The Home Depot and our associates remember and honor Faye Wilson, an industry trailblazer who was instrumental in our company’s expansion, a champion of The Home Depot’s culture, and our first female board director. She passed away Monday, July 10.
“Wilson is a reserved, unassuming woman who doesn’t look like a powerhouse, but she speaks with great passion,” said Home Depot founders Arthur Blank and Bernie Marcus in their book, Built from Scratch. “She is an articulate woman who is not afraid to stand up and be heard.”
Wilson, who had a 21-year career with Bank of America, secured funding to grow The Home Depot from 19 stores to 100 stores with Blank and Marcus. When banks began dropping out of an early financing round, Wilson worked around the clock and put her job on the line to convince her bank’s loan officer to fund the company’s expansion. In Built from Scratch, Blank and Marcus say, “…she literally saved our company. …” They would commonly refer to Wilson as their “tower of strength.”
When Marcus and Blank set their sights on a 500-store expansion, they knew they needed Wilson as a member of the team. They asked her to join the board of directors, where she served from 1992 through 2001. Wilson joined The Home Depot as senior vice president (SVP) of value initiatives in 1998 and later became SVP of risk management.
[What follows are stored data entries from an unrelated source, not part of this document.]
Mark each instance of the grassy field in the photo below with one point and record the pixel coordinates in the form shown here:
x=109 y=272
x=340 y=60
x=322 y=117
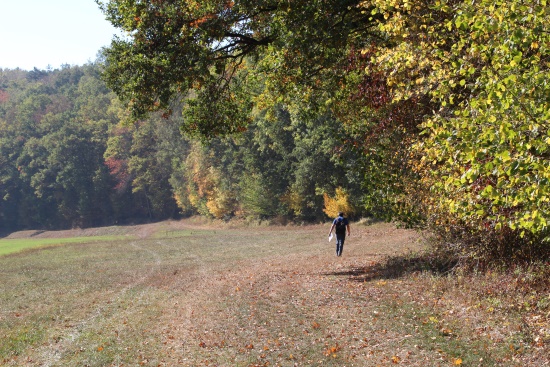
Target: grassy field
x=9 y=246
x=183 y=294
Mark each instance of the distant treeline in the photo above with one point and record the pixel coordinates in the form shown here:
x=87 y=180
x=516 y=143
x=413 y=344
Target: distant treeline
x=68 y=159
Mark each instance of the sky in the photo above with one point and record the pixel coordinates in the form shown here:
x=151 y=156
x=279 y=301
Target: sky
x=42 y=33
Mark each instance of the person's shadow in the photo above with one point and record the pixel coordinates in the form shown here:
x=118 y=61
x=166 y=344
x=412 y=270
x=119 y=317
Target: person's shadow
x=396 y=267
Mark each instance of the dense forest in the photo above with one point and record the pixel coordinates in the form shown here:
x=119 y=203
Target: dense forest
x=434 y=114
x=70 y=159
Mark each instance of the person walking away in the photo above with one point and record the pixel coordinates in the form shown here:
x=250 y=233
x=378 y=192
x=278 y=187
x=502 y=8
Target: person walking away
x=341 y=224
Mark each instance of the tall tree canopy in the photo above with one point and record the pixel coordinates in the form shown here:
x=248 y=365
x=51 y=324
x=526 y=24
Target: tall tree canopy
x=172 y=47
x=444 y=102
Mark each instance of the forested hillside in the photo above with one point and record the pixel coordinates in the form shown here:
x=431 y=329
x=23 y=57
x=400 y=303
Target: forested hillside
x=446 y=101
x=69 y=158
x=434 y=114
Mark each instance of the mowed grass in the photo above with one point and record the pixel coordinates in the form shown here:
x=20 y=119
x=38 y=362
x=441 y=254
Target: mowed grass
x=189 y=296
x=9 y=246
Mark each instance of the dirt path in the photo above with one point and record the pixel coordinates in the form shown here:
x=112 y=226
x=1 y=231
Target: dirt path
x=187 y=294
x=288 y=310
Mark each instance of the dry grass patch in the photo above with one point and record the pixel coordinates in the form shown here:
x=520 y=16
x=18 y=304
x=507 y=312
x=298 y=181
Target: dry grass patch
x=185 y=294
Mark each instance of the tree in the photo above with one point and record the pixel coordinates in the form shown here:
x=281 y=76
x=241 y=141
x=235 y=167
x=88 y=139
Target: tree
x=174 y=47
x=483 y=151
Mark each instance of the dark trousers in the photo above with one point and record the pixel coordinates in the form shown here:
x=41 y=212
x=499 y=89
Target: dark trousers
x=340 y=238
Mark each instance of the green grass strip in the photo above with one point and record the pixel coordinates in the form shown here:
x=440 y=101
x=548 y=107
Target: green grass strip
x=10 y=246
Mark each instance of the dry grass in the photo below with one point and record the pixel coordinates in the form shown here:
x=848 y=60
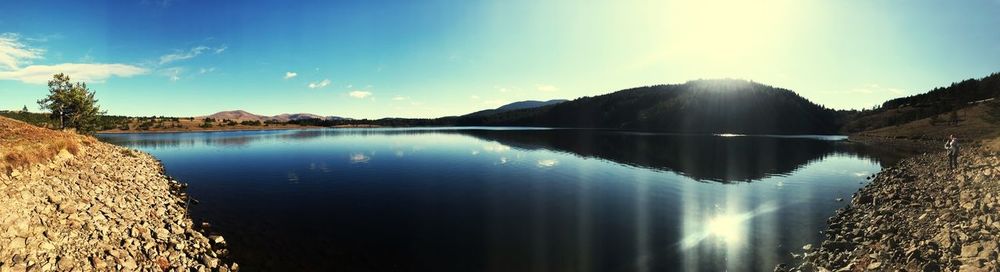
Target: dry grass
x=974 y=125
x=22 y=144
x=194 y=125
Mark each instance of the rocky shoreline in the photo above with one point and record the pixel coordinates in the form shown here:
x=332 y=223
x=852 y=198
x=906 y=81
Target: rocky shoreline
x=916 y=216
x=104 y=208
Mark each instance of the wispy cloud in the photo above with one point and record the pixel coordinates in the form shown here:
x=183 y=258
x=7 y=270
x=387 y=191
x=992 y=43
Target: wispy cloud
x=14 y=54
x=87 y=72
x=360 y=94
x=503 y=89
x=189 y=54
x=547 y=88
x=173 y=73
x=876 y=88
x=319 y=84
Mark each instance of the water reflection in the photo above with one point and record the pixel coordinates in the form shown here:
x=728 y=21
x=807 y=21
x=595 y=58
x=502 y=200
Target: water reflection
x=722 y=158
x=509 y=200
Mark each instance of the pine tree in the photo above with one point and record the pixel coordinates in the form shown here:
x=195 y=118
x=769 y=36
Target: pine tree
x=72 y=104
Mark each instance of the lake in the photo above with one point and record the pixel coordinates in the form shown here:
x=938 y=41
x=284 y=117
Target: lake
x=510 y=199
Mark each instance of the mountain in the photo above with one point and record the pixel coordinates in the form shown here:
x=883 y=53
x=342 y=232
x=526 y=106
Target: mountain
x=700 y=106
x=529 y=104
x=237 y=115
x=240 y=115
x=520 y=105
x=926 y=105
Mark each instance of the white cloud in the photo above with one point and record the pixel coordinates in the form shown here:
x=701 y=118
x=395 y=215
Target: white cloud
x=495 y=102
x=194 y=52
x=173 y=73
x=86 y=72
x=319 y=84
x=503 y=89
x=13 y=53
x=875 y=88
x=547 y=88
x=360 y=94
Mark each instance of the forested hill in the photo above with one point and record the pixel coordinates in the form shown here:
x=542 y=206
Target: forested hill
x=935 y=102
x=701 y=106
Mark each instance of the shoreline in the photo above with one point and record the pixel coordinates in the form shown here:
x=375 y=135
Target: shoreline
x=916 y=216
x=97 y=206
x=203 y=130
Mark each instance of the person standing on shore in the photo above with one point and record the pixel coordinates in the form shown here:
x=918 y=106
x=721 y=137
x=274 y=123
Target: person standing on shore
x=952 y=147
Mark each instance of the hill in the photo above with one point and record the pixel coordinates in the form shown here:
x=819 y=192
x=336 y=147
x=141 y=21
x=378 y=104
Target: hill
x=520 y=105
x=237 y=115
x=940 y=102
x=241 y=115
x=700 y=106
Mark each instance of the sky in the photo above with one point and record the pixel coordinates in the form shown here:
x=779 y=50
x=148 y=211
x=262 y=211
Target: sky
x=373 y=59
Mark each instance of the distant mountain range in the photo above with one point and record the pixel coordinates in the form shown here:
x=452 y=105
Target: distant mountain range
x=700 y=106
x=240 y=115
x=527 y=104
x=715 y=106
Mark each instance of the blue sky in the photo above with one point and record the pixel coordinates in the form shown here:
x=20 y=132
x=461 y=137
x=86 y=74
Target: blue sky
x=372 y=59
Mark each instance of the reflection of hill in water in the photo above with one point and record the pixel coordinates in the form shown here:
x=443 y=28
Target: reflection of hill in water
x=724 y=159
x=714 y=158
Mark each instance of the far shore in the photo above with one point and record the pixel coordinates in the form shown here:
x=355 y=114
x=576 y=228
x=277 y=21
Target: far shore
x=222 y=129
x=237 y=128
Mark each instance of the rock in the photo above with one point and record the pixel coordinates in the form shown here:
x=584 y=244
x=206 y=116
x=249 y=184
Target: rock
x=65 y=264
x=210 y=261
x=971 y=250
x=218 y=240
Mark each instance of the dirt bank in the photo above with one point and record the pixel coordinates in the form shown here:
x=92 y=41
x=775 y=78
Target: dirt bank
x=96 y=208
x=917 y=216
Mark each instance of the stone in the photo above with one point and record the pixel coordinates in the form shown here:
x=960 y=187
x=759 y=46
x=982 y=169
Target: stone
x=971 y=250
x=65 y=264
x=209 y=261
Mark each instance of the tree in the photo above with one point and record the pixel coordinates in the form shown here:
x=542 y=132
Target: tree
x=72 y=104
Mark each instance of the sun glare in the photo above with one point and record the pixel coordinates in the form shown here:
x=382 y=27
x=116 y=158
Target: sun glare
x=726 y=227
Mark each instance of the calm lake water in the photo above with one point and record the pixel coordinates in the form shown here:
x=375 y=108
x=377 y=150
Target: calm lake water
x=509 y=199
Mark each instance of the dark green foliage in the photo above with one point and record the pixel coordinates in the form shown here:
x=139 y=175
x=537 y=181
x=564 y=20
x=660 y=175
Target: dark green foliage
x=935 y=102
x=702 y=106
x=71 y=105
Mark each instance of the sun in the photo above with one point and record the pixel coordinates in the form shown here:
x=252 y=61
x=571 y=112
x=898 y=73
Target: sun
x=726 y=227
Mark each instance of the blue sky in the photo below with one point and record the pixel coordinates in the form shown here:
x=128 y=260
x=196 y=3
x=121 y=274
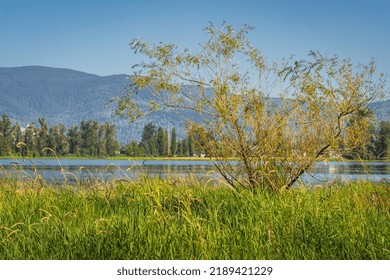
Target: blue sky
x=94 y=36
During her tenure, she created The Home Depot’s values wheel, which today appears on every Home Depot apron, throughout our buildings and facilities, and is a critical representation of the company’s culture.
“She understood who we were, how we ran our business, the culture – she understood everything about The Home Depot,” said Blank in Built from Scratch. “She also loved to be in our stores. This was a woman who loved The Home Depot as much as we did.”